My source of contentment this week. |
Contentment-noun- A state of happiness and satisfaction.
The above definition is relatively simple, yet I've noticed so many of us (myself included) have such a hard time understanding and achieving contentment in our lives. Why is this so when so many of us have so much to be thankful for?
As stated in a previous post, I had a tendency of looking at what I didn't have versus what I did have. I would achieve something and then look for my next big conquest. I compared myself to others and constantly thought, "If only I had so-and-so's life, I would be so happy."
Sadly, I overlooked my many blessings, such as my wonderful family, phenomenal friends, my health, a top-notch education, a job that pays the bills, etc.
I say this all in past tense because a few months ago I had an experience that opened my eyes to how ignorant and stupid I was being.
My roommate talked me into volunteering at a soup kitchen this past April. The experience as a whole was educational for me on so many levels, but one instance in particular really got me to stop and look at myself internally and make some changes.
Kristen (roommate) and I had just finished up our assignment of handing out canned goods to the elderly and handicapped outside the food shelter. We were standing inside saying goodbye to the people who had finished their meals when a woman approached me and asked me to pray with her. I readily agreed and as she took my hands in hers, I asked her what she would like to pray for.
To be honest, I was expecting her to ask to pray to better her situation or something along those lines. I couldn't have been more wrong. The woman looked me in the eye and said something like, "I want to pray for those poor souls in Japan and Tuscaloosa (both of these events had recently occurred at this point) who have lost family members, their possessions, and the will to live. I especially want to pray for those who don't know Jesus Christ. I want to pray that they will find Him, so that they have the strength to get through this and so they realize how lucky they are to be alive."
To say I was shocked at this woman's selflessness would be an understatement. This woman pretty much had nothing, yet she still recognized that in the grand scheme of things her life wasn't that bad. I think this was the kick in the butt to get over myself that I needed.
Since this eye-opening experience, I've tried to keep my life in perspective and recognize how lucky I am versus dwelling on what I don't have. I'm twenty-four and have finally realized that I won't and shouldn't have it all at this point.
I want to clarify that to me, contentment isn't just accepting your situation and not challenging yourself to be better. Contentment is being thankful for what you do have and working on what you would like to improve on, while not begrudging others for accomplishing things you have yet to achieve.
There is a difference between using someone's accomplishment(s) to push yourself to be better and allowing someone's accomplishment(s) to make you jealous and consume your life with unnecessary bitterness.
In stepping back, I've reached a state of contentment in my life that I don't think I've ever experienced before. Don't get me wrong; I still have my weak moments where I question myself, my life's direction, and then some. However, I have found it easier to snap myself out of these negative thoughts now that I look internally, instead of externally.

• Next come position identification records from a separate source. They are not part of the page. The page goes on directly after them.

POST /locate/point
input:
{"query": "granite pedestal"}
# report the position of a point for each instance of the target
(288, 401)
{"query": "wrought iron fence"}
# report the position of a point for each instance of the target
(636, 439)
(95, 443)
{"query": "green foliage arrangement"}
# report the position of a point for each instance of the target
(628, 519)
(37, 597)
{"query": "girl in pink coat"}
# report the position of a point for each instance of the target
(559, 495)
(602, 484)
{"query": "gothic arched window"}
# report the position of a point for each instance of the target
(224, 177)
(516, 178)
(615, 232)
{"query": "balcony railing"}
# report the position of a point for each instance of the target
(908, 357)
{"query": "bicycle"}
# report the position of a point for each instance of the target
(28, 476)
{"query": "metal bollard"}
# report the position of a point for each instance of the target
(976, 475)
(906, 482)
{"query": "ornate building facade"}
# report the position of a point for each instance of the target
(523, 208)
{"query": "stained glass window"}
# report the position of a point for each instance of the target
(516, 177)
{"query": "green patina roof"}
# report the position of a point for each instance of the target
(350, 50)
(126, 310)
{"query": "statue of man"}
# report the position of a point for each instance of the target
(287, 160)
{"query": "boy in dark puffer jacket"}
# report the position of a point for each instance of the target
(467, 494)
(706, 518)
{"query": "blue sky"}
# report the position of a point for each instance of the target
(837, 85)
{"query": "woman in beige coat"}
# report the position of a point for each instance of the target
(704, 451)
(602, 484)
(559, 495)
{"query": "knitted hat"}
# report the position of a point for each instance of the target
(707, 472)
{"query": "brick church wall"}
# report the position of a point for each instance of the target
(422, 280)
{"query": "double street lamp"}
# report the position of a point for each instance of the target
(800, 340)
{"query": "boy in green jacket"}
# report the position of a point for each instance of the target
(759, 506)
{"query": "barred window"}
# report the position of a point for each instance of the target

Life has challenges and trust me, I fully understand that. At the same time, I'm fairly positive we can all find at least one thing to find contentment in every day. Even if it is something small such as the happy dog waiting for you when you get home, a hug from someone special after a rough day, or a beautiful sunset. As a friend said to me, "When you're busy looking at what you don't have, life will pass you by and you'll miss out on all the beauty." As cliche as this sounds, life is too short to dwell on the negative aspects.
I leave you with this quote from Eat, Pray, Love, "At some point you gotta let go, sit still, and allow contentment to come to you." Have you let contentment enter your life today?
Thank you Mitch Beer, Charles Wells, and Nicole D'Alonzo for your feedback on contentment and what it means to you.